Wszedłem w ten wątek sprawdzić co wypisuje Herr Pietrus. Ziobro zaskoczenia
Szkoda, że polski naród jak widać nie dorósł do pięt narodowi ukraińskiemu, tutaj większość by się położyła i oddała odrazu Rosjanom albo uciekła. Tymczasem na Ukrainie nieuzbrojeni obywatele wychodzą na ulice rzucać mołotowami w czołgi.
Ba, powiem więcej: nawet mężczyźni w rurkach i z tęczową flagą w ręce ruszają na Ukrainie spuścić wpier*** okupantowi.
https://www.instagram.com/viktor_pylypenko/
Dziadek przeszedł cały szlak Andersa walczył pod Monte casino jego mundur oraz broń jest w muzeum. Sam posiadam album ze zdjęciami z tych wydarzeń, proszono mnie o przekazanie do muzeum ale odmówiłem to pamiątka której nie mogę oddać. Przed wojna Dziadek z Babcią mieszkali na warszawskiej Starówce babcia w czasie wojny uratowała kilkunastu żydów. Gdy wojna się skończyła i dziadek wrócił musieli natychmiast uciekać na wieś (dziadek był prześladowany)nie mieli domu zbudowali lepiankę. Babcia była artystka tworzyła coś z niczego robiła sztuczne kwiaty które sprzedawała za to uzbierali na budowę domu. Jak im się odwieczyla Polska za walkę a nic nie dostali. Więc mam żonę córkę one są najważniejsze w przypadku agresji uciekam walkę zostawiam wojsku nasz kraj nie dał mi nic na wszystko zapracowałem sam mogę zapracować na wszytko również w innym kraju.
na wszystko zapracowałem sam
Sam wybudowałeś szkołę, do której chodziłeś; drogi, sam kierowałeś autobus, którym jeździłeś do tej szkoły itp. itd.?
Jednym jest łatwiej innym trudniej, ale twierdzenie, że ktoś do wszystkiego doszedł sam w cywilizowanym kraju z infrastrukturą, szkolnictwem itd. jest co najmniej odważne.
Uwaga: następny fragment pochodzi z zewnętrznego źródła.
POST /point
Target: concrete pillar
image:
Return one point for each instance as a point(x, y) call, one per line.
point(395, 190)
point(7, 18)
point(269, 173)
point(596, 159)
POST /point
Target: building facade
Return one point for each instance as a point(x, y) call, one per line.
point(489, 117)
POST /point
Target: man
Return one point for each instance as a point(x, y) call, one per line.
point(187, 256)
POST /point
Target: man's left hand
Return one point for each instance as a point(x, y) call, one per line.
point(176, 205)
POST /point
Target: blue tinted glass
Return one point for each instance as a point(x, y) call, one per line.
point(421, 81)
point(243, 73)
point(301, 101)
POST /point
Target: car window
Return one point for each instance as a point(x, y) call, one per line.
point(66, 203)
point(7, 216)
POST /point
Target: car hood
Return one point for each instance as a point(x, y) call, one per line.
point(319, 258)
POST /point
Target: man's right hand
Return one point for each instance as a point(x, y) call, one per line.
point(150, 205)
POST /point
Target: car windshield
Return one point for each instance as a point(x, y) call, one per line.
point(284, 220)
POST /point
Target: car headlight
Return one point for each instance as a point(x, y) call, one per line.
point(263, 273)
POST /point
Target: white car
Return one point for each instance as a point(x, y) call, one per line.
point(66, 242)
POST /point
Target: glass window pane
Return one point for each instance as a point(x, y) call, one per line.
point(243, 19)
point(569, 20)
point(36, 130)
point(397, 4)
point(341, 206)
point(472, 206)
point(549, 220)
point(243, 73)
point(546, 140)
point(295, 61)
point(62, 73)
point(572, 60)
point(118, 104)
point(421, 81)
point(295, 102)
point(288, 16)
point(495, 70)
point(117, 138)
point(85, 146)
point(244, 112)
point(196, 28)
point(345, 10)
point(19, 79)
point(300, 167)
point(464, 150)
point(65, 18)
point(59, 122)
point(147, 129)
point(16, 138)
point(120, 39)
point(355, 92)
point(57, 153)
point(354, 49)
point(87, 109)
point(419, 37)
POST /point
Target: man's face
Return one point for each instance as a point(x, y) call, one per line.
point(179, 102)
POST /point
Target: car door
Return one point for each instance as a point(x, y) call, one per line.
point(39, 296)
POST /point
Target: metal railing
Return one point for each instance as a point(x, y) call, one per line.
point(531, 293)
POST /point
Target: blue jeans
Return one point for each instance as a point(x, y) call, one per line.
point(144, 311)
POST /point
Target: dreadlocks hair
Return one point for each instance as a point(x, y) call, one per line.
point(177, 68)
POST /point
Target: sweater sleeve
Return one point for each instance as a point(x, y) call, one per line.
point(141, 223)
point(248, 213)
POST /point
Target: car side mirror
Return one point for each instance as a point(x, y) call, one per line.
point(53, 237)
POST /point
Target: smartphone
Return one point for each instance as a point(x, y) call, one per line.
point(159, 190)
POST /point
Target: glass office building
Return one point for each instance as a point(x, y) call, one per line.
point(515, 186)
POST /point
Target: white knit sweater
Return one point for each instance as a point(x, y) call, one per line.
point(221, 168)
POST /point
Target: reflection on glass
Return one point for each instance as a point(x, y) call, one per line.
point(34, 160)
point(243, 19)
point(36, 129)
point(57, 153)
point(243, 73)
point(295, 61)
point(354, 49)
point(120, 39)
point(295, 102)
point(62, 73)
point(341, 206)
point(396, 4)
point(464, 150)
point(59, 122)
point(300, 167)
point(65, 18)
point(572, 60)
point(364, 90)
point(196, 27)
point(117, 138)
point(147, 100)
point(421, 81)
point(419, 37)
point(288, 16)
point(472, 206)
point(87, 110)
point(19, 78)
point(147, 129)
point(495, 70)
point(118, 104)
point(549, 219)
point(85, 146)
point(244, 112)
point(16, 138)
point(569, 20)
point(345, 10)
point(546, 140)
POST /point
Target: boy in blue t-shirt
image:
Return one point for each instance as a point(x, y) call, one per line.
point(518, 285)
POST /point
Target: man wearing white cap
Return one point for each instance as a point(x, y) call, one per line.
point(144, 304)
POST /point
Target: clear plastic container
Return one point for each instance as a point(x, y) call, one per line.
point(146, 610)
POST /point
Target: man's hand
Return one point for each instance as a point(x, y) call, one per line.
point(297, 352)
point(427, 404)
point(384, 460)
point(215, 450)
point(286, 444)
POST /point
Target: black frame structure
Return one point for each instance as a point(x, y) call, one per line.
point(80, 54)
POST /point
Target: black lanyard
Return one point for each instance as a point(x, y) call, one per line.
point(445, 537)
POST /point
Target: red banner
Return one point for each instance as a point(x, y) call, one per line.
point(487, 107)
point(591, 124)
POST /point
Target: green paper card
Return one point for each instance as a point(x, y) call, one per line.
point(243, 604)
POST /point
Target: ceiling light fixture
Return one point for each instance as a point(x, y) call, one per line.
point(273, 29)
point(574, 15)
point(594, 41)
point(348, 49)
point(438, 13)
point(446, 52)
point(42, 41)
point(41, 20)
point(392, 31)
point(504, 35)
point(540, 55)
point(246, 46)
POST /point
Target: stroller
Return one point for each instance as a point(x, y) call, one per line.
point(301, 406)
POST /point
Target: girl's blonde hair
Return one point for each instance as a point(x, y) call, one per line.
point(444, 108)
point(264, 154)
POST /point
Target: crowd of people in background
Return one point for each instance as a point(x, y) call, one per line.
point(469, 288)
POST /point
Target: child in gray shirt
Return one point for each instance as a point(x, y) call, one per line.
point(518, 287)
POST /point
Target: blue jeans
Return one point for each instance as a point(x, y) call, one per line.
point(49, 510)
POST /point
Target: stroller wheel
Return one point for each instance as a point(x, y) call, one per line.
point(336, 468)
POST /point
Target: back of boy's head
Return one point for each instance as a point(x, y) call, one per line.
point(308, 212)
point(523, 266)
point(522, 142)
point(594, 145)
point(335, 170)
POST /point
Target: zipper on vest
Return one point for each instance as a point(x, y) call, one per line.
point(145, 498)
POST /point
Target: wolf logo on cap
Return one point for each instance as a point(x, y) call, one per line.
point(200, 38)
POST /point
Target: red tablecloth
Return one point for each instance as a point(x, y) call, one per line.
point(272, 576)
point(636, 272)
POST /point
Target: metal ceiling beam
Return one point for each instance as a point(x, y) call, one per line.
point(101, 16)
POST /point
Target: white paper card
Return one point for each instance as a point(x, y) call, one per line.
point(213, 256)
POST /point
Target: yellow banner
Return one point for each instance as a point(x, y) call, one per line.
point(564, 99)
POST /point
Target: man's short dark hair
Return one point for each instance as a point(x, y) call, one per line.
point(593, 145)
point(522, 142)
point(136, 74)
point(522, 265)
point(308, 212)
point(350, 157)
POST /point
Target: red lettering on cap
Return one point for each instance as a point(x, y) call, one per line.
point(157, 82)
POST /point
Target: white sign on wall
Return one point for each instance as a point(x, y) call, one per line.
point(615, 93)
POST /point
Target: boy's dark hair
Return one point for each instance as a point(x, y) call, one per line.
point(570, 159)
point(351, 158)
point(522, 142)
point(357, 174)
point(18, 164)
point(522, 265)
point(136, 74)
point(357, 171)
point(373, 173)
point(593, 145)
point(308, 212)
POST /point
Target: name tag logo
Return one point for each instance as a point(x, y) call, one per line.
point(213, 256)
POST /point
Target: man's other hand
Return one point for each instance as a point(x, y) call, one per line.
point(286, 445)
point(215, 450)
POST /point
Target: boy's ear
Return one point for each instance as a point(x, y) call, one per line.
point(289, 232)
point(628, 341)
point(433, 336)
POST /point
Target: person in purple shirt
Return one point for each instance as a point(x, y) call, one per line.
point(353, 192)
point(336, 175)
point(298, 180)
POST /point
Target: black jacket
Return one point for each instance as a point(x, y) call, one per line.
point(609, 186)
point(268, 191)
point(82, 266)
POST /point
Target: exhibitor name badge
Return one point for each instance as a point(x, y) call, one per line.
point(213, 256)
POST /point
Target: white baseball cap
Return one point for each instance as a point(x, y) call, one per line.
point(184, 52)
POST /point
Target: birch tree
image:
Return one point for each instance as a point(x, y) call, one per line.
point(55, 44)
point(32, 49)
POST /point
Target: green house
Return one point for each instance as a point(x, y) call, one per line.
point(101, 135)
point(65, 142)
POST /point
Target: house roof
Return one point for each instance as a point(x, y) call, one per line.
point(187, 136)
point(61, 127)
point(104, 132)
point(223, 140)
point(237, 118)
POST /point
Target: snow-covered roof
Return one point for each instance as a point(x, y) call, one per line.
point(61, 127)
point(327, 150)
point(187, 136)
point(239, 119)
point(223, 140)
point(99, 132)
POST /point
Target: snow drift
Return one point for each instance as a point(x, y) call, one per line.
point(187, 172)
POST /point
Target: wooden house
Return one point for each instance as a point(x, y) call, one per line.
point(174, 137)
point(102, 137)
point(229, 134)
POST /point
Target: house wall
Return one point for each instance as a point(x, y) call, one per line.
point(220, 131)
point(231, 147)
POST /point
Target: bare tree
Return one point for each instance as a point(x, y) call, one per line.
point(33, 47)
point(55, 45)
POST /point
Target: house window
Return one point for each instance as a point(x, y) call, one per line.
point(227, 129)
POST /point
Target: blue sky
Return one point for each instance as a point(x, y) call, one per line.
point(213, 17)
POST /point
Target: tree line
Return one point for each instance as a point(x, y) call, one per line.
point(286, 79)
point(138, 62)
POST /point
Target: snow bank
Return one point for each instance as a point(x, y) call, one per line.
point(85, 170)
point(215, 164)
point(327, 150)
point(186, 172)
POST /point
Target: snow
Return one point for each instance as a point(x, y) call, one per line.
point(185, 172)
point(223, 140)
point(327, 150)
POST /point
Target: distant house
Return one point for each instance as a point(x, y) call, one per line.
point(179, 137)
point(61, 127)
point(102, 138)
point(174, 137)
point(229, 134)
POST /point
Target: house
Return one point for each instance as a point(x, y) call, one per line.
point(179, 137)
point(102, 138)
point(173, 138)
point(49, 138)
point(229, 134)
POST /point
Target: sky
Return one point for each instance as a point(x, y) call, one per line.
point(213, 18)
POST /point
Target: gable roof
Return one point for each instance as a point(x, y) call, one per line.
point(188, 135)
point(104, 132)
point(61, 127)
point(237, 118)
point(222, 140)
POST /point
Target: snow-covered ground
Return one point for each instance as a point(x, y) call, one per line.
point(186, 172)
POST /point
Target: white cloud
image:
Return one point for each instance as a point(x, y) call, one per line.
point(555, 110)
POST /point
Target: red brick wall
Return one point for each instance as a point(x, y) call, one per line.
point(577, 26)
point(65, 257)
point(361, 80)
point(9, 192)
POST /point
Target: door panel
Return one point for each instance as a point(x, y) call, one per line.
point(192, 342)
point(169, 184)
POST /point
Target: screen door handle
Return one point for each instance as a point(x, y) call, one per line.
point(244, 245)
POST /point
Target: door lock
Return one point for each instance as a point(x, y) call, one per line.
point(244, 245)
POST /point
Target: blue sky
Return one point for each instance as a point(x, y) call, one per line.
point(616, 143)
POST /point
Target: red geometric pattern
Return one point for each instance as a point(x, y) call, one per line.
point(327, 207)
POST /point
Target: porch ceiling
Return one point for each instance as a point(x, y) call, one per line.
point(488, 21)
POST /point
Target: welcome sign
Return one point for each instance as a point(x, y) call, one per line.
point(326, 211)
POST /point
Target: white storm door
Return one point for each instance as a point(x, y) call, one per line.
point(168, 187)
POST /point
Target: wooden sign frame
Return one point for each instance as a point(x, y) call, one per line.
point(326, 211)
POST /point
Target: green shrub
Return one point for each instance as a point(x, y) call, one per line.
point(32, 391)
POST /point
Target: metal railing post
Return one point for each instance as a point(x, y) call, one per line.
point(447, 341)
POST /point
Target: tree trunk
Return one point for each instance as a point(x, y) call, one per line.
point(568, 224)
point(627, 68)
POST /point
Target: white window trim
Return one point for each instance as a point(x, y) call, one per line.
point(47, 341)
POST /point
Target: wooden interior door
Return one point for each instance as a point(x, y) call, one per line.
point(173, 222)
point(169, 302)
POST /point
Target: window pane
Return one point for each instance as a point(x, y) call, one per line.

Czyli mam rozumieć, że dziadek winien był dostać żołd za który byłby do końca życia ustawiony i wtedy byłoby wszystko cacy?
Bądźmy poważni, wojna to nie jest przyjmowanie szczepionki Pfeizera w zamian za rządowe bonusy.
Większość Polaków na wszystko zapracowała sama, genialne podejście :)
Dziwie się tobie wata, mój dziadek podobnie jak twój przeszedł cały szlak i walczył pod Monte Casino (kapitan),po wojnie był prześladowany ,a SB było co tydzień w domu.W razie zagrożenia odwożę moje dziewczyny na granicę z Niemcami i wracam żeby walczyć, nie będę nigdzie uciekać
Jeszcze parę tygodni temu uważałem, że iść na wojnę to głupota, mamy 2022, mam swoją religię, ginąć mogę tylko za najbliższych itp. Teraz, przy tym wszystkim co widzimy w mediach, przez co przechodzi naród Ukraiński, nie bronić własnej, nawet tej pisowskiej ojczyzny (chociaż wracając z frontu pewnie bym killu odstrzelił) wydaje mi się niemożliwe. Może i bym przeżył, ale jak spojrzeć w lustro.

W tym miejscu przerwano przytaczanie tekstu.